TAIPEI ( TheStreet) -- Expect turbulence.
That's the message I get from this year's National People's Congress. The political body that meets formally every March heard reports from their Communist Party bosses that the economy will grow just 7.5% this year. It's the envy of other countries but would mark a second straight year of slower growth after 7.8% in 2012.
As increases in China's total goods and services ease, investors have surely priced it into their positions by now. But the importance of the 2013 GDP forecast given in early March isn't the number. It's the narrative that Chinese leaders spun around that figure in reports and speeches linked to the March meetings.
New leaders, incidentally, are taking over the country this month.
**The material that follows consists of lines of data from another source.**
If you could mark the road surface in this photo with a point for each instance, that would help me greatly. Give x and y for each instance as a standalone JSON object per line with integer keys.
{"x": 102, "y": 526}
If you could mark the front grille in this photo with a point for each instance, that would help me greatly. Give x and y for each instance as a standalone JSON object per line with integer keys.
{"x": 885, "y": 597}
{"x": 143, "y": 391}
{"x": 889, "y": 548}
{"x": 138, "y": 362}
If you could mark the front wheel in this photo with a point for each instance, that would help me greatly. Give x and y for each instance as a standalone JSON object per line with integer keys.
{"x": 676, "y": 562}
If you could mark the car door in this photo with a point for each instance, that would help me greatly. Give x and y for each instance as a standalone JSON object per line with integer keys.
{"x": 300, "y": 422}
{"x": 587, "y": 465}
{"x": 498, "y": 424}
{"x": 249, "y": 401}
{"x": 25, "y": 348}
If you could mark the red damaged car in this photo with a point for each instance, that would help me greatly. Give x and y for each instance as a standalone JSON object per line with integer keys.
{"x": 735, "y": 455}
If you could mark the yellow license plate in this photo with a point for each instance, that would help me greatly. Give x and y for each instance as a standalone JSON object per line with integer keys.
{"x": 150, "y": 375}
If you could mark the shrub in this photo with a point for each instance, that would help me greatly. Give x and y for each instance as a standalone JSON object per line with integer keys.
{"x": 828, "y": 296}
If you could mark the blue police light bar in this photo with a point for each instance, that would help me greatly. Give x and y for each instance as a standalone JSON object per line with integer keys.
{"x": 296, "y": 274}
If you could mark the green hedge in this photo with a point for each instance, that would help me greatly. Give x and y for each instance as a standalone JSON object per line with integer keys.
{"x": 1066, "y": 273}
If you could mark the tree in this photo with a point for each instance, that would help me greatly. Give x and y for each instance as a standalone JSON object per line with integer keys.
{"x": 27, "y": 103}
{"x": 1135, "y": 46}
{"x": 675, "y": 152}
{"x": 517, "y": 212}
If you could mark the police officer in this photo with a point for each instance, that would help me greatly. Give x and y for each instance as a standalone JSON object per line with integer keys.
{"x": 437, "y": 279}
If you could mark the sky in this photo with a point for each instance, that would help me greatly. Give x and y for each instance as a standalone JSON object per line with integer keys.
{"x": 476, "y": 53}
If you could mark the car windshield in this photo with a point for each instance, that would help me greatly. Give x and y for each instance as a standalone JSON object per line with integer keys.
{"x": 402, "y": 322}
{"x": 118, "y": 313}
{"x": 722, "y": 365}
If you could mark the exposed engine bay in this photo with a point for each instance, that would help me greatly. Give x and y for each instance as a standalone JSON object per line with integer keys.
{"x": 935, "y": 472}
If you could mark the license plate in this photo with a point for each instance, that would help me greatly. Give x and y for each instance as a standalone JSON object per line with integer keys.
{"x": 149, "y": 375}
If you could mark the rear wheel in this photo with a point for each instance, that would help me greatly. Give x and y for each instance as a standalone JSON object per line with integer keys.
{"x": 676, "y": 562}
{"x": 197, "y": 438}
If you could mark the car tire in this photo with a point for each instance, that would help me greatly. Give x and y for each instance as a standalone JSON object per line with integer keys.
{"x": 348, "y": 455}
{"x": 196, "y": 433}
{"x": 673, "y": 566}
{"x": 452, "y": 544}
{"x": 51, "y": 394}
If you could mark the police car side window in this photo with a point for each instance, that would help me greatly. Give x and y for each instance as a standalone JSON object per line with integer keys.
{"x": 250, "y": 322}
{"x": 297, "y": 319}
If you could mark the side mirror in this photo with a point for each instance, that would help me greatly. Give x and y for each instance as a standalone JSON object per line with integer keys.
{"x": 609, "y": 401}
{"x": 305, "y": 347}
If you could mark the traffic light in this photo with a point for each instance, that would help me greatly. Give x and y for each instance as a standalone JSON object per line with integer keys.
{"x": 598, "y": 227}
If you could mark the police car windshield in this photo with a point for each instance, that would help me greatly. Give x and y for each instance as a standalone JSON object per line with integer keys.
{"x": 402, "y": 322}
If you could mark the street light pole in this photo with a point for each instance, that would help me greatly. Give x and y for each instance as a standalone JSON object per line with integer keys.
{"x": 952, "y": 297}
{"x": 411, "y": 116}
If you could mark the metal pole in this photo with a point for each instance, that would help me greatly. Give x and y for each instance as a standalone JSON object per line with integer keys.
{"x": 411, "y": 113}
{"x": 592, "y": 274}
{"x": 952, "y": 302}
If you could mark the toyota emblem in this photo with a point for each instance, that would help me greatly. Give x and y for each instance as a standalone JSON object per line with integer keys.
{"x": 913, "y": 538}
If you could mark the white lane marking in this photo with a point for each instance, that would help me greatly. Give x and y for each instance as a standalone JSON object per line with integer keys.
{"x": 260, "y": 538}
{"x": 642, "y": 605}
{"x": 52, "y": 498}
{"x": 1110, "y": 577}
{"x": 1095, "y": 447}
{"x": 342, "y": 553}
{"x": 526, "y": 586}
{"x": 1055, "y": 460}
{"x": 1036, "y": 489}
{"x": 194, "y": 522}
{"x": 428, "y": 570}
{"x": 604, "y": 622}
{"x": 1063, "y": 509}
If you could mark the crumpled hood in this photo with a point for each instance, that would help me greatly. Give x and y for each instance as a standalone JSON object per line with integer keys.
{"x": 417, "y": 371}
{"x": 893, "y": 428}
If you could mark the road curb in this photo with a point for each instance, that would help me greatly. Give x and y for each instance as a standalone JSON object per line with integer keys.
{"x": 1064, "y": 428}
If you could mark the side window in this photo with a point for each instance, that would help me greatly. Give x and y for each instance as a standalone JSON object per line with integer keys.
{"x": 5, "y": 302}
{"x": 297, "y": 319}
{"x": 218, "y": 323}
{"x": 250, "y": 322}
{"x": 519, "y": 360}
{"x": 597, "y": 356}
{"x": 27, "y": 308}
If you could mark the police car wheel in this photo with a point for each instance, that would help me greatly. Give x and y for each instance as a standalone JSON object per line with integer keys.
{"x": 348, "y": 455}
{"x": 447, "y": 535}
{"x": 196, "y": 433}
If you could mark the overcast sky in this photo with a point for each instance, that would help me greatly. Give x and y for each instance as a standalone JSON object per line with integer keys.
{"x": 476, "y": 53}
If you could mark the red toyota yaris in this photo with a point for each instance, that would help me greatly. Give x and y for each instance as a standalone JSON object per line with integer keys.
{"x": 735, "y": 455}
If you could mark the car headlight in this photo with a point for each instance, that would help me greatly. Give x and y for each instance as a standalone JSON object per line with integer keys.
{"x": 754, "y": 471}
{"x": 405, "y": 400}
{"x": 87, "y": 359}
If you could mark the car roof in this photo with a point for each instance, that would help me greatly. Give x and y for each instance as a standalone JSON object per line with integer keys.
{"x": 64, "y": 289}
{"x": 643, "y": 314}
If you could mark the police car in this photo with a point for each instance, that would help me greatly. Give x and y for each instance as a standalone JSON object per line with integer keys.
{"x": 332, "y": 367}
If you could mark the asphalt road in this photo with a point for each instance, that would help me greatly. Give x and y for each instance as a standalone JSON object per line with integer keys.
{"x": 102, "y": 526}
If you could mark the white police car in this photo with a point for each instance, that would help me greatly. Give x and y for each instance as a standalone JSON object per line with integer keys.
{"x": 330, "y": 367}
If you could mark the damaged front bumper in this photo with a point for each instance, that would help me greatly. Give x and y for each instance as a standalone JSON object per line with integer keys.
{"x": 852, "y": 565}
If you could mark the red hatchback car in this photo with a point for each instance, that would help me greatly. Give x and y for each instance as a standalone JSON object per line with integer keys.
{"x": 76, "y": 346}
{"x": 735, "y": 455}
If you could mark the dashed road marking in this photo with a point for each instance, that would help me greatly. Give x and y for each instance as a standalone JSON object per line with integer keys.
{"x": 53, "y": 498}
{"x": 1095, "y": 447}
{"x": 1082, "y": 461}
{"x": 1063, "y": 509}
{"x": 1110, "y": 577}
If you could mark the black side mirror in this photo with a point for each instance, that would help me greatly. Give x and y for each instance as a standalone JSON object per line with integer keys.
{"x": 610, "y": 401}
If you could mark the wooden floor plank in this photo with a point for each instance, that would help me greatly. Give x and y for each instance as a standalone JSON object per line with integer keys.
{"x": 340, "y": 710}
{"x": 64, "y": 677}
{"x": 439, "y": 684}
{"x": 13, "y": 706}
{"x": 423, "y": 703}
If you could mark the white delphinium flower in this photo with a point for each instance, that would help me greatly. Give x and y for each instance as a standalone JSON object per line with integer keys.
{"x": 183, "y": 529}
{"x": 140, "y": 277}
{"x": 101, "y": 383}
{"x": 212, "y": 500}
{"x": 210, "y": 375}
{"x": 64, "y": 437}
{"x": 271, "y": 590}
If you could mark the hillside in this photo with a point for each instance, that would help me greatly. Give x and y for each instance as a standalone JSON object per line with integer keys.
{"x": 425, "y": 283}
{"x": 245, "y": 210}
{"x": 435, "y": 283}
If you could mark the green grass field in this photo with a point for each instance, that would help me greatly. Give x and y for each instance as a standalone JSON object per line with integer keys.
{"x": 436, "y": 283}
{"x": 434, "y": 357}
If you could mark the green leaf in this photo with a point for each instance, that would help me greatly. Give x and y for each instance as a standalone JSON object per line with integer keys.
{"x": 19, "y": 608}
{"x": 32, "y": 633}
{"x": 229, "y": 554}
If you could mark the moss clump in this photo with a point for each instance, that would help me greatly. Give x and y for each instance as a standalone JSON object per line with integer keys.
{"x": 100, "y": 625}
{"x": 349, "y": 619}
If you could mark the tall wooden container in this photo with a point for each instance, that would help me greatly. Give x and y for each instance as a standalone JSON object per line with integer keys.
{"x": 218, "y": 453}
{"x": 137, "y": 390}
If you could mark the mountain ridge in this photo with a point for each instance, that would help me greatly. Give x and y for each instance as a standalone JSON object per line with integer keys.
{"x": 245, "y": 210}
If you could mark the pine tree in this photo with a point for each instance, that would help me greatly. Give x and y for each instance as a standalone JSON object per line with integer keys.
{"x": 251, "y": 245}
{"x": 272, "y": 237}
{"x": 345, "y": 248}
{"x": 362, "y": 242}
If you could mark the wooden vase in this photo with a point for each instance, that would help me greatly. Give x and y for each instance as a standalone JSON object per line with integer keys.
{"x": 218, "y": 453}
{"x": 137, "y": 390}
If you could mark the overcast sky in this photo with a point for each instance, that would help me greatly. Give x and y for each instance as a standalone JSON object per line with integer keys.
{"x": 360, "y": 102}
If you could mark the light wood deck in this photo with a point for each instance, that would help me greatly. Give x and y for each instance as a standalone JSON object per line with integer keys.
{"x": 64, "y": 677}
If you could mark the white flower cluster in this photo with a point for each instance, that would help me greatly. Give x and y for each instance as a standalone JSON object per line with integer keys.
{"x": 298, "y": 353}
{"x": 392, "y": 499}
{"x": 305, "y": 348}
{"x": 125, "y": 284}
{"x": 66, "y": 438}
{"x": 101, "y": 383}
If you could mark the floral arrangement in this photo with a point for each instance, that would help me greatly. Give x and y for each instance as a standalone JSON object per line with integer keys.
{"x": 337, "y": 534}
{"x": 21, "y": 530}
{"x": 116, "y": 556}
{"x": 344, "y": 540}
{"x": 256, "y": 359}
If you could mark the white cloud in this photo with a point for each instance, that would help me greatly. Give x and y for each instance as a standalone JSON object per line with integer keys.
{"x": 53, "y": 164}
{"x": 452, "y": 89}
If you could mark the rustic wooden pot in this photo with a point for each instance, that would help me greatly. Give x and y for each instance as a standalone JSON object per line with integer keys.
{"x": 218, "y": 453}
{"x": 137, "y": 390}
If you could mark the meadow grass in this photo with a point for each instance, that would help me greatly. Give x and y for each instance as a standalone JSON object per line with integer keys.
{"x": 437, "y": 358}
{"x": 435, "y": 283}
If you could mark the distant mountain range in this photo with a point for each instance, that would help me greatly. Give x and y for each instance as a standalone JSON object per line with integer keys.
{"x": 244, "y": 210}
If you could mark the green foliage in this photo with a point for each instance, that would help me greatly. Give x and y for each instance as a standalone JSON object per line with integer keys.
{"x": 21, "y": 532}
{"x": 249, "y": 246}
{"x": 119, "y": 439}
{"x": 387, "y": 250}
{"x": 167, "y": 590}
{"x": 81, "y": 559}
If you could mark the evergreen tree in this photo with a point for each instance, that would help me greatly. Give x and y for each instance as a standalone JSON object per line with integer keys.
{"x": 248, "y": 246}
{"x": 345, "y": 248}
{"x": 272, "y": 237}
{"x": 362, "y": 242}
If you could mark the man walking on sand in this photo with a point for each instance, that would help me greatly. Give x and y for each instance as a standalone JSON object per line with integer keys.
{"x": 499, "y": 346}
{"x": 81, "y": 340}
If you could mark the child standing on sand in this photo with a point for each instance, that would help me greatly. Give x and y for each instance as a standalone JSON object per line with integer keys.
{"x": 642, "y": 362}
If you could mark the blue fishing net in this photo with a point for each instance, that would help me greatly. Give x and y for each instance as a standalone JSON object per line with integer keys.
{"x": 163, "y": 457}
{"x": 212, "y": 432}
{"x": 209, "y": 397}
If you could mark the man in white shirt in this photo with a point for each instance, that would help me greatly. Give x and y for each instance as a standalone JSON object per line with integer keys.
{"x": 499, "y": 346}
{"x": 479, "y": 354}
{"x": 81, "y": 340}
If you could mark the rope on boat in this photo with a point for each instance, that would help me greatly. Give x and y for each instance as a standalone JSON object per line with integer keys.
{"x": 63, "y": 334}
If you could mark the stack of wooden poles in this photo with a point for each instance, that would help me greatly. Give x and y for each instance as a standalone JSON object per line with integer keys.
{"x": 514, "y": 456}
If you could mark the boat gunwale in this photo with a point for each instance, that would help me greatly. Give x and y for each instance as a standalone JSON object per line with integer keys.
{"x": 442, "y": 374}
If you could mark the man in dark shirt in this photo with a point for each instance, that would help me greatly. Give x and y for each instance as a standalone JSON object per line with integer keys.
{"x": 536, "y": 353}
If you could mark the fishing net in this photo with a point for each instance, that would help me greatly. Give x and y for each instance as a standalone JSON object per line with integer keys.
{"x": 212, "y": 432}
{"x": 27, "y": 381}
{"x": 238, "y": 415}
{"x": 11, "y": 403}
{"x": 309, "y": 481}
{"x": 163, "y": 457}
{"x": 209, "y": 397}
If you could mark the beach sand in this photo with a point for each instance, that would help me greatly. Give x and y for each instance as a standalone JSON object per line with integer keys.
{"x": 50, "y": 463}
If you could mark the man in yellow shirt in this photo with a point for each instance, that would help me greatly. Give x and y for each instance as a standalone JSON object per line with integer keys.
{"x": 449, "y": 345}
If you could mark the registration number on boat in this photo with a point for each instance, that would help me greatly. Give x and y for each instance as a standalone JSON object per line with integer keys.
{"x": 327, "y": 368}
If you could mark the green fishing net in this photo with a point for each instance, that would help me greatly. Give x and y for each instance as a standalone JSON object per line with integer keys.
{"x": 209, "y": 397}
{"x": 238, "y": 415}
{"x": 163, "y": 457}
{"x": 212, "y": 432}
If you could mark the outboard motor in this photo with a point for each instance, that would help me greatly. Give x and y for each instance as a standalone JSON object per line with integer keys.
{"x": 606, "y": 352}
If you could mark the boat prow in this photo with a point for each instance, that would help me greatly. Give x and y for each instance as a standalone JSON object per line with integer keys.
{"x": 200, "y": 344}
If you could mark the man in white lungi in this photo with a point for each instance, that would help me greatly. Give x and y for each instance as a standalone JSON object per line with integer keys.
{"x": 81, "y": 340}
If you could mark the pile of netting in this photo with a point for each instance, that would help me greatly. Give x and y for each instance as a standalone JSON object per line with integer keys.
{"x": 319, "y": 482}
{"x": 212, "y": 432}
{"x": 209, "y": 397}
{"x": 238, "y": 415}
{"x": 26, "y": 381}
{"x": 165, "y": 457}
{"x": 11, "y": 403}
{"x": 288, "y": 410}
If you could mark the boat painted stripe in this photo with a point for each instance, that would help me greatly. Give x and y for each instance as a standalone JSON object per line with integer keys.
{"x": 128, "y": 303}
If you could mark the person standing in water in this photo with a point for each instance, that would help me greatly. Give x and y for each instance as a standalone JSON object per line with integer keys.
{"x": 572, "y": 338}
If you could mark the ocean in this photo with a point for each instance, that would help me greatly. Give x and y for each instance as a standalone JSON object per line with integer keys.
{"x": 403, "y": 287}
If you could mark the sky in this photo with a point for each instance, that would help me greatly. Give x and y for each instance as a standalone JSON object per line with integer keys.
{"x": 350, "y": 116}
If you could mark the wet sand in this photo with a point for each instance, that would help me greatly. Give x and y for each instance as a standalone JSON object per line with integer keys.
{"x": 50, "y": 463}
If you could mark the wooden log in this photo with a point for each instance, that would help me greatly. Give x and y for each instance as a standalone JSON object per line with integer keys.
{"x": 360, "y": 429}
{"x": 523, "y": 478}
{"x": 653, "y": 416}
While the new crew obviously comes from the same Communist Party as the outgoing one and the Party is not about to sell out its long-standing economic ambitions, they could still shake things up to consolidate their personal reputations and gain respect from competing factions.Don't be surprised about some bumps in global stock markets. China is a leading global indicator, so a jolt there easily ripples to foreign bourses. The bump won't last long if GDP growth really clocks in at 7.5% and the rest of the world averts market-throttling disasters. But certain sectors will slow along with China as a whole. We heard from top state planner Zhang Ping's March 5 news conference that China was still able to weather global financial storms and that the country had already "increased the quality and efficiency of its economy" following faster buildup before 2012, according to the state-run China Daily newspaper. But that's the sunny side. Zhang also said an unspecified list of remaining economic problems must be overcome. Premier Wen Jiabao got closer to the point, though he wasn't exactly bursting with specifics either. China will "implement a prudent monetary policy," and check inflation by "carrying out macroeconomic policies, managing the supply of money and credit, and striving for basic equilibrium in aggregate supply and demand," China's official Xinhua News agency said, quoting the lame-duck premier.